Why this matters
Accurate maps of rivers, lakes, reservoirs and coastal waters are essential for flood risk assessment, urban planning and climate studies, but traditional surveys are slow and sparse. This project explored how far we can push satellite imagery and simple algorithms to automatically pick out water bodies from complex urban scenes.
What I worked on
As part of a graduate remote-sensing course at IIT Bombay, I worked with Landsat 8 imagery over the Mumbai region to extract surface water from high-resolution multispectral scenes. The aim was to separate water from land, built-up areas and shadows using only information available in the optical bands.
How we detected water
I preprocessed the geoTIFF scenes in QGIS, then used MATLAB to convert digital numbers to radiance and top-of-atmosphere reflectance for key bands.

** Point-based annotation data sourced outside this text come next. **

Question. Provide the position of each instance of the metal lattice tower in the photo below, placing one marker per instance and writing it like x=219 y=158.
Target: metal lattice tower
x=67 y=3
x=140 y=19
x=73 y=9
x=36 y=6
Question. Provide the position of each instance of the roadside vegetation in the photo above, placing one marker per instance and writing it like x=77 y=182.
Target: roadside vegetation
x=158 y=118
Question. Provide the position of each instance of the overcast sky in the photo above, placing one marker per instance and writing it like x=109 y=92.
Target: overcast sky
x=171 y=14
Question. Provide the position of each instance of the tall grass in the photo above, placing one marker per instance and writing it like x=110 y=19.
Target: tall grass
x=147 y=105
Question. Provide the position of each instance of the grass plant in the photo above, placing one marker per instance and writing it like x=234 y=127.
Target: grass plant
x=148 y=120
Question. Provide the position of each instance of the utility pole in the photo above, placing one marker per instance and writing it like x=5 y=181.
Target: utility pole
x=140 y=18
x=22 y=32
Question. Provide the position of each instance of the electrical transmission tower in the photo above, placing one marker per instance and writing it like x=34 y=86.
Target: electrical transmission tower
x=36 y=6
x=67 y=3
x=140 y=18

On top of this, I implemented several spectral indices: the Normalized Difference Water Index (NDWI and MNDWI), Normalized Difference Vegetation Index (NDVI), and Automated Water Extraction Index with and without shadow terms (AWEIsh, AWEInsh). By analysing histograms for the near-infrared and shortwave-infrared bands and tuning index thresholds, I generated binary water masks that cleanly highlighted reservoirs, rivers and coastline while suppressing dark non-water pixels. The work gave me a practical feel for multispectral image physics, index design and the nuts and bolts of building end-to-end remote-sensing workflows in code.